The mini ice age lasted less than ten years, but the growing season failed all over Europe and scientists found evidence of severe drought in North America.

They believe now that these events are all closely tied to the Atlantic Conveyor which, if it shuts down, fails to circulate tropical warmth to the upper lattitudes.......and the growing season is sharply reduced.

This idea of abrupt climate change needs no further study at all. What needs study is why people are not marching on Washington DC demanding immediate

Virtual march, virtual solution 03.May.2005 18:47


It's at  http://www.stopglobalwarming.org/. However, it's from the people who are trumpeting the CLIMATE STEWARDSHIP ACT like its the solution to everything and like its emissions cuts are even close to what's needed. Kyoto is not even close either. The Green Party is really our only hope. That or THE PEAK, as bleak as that might be.

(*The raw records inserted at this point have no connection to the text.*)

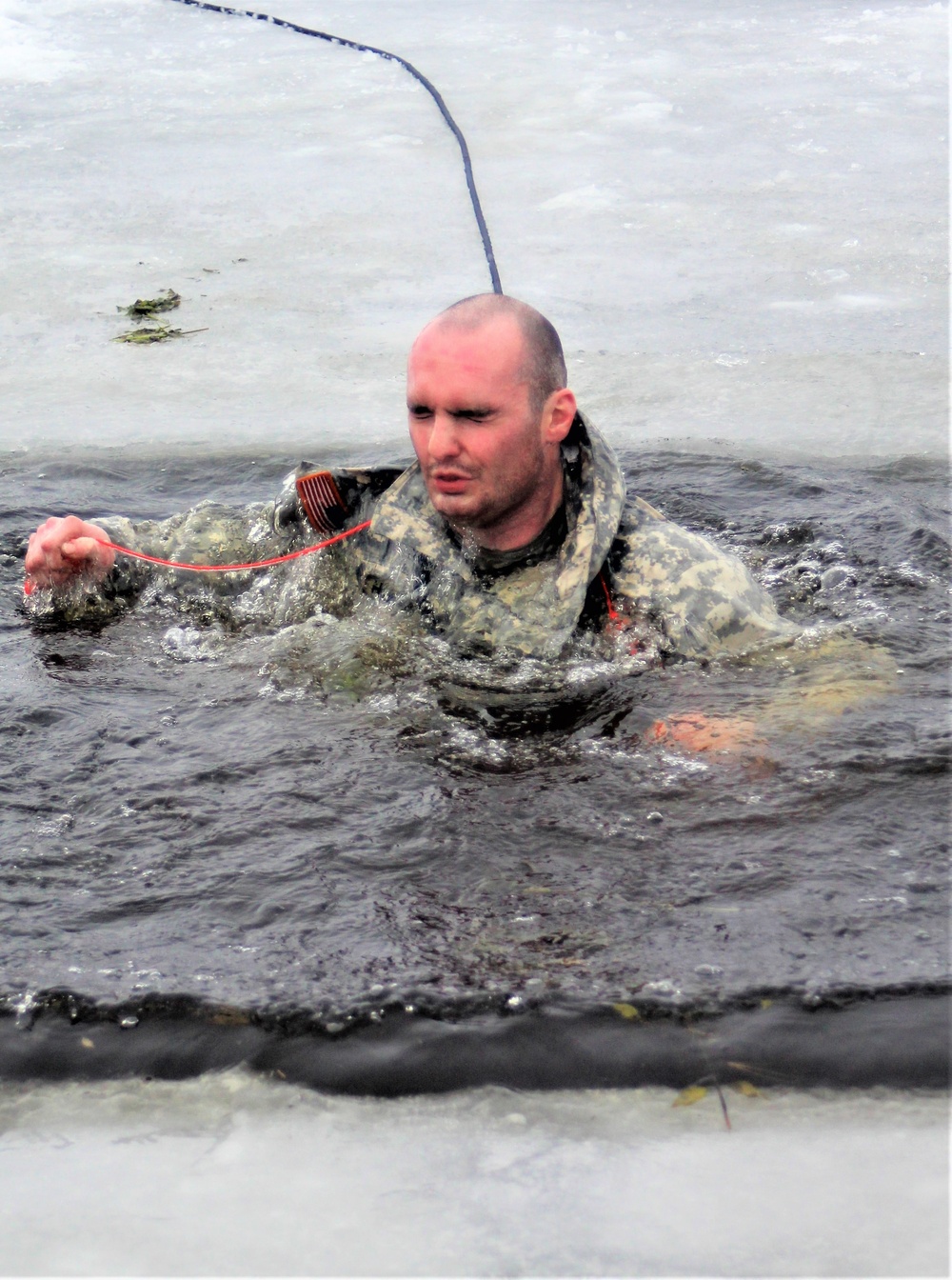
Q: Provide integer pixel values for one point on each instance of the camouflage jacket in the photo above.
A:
(691, 595)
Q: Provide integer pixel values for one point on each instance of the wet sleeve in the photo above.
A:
(704, 599)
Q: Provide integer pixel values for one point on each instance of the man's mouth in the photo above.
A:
(450, 482)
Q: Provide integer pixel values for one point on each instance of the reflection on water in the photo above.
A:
(199, 799)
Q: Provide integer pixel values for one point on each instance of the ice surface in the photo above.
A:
(229, 1175)
(736, 215)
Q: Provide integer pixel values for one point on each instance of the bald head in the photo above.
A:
(543, 365)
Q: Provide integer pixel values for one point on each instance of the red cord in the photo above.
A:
(30, 585)
(612, 610)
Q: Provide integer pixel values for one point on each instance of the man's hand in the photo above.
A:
(716, 733)
(62, 550)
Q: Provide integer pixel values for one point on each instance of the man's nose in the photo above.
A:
(445, 438)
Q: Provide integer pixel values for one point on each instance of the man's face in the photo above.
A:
(484, 453)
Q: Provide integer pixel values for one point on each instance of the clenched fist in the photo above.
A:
(63, 548)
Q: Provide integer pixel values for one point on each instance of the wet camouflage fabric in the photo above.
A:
(695, 598)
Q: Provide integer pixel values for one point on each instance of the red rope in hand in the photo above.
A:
(30, 585)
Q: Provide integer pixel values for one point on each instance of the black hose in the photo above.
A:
(393, 58)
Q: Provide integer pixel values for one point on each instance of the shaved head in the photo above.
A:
(544, 363)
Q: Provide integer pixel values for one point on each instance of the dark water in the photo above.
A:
(348, 834)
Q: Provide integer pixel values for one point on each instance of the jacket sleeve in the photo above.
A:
(704, 599)
(210, 534)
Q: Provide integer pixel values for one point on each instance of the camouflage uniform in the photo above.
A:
(690, 595)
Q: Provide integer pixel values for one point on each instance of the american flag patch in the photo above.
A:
(322, 501)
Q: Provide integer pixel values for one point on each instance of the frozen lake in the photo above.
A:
(736, 215)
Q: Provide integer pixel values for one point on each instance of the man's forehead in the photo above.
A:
(494, 349)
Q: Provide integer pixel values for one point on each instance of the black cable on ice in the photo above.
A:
(419, 75)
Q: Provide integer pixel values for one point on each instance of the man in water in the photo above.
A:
(509, 531)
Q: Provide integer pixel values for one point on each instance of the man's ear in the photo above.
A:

false comparisons 03.May.2005 19:36


the study talks about dramatic changes 100,000 and 12,000 years ago
then talks about some ancient civilizations
as if they were cotemporal
however the "ancient civilizations" flourished within the last 4,000 years
well within the modern mild stable period

notice how they pair in the same sentence
"collapse of some ancient civilizations"
"but humans have shown great resilience as well"
glossing over that "collapse" means war and starvation
severely culling the herd

the 1930's dust bowl was not really a big deal climatically
the rains failed
but the dust was due to stripping native prairie ground cover
exposing naked soil under failed cotton monoculture
and banks' profit taking policies

similarly many of those ancient civilizations
were killed by their own economic policies
minor climatic changed merely tripped the trap
of salinified fields

irrigation has a built-in blowback
you can never stop
if one flooding is missed due to drought or war
accumulated salts kill whatever tries to grow

the falsest comparison of all
previous civilizations with few spectacular exceptions
stayed close to their food
both close in physical distance
and close in supportable population

natural selection applies to us too
that means not just being big enough to take our neighbours' food
but also being close enough to neighbours who have food to take

the council is pulling entire bails of wool over our eyes

rediculus post 03.May.2005 22:22

analysis by the dude

Is the climate a factor in local values that control enron/pge assets? Is a mini ice age relavent to your being robbed blind by a oligopoly?

WTF Is this bait an switch? Irrelevancy to a new level!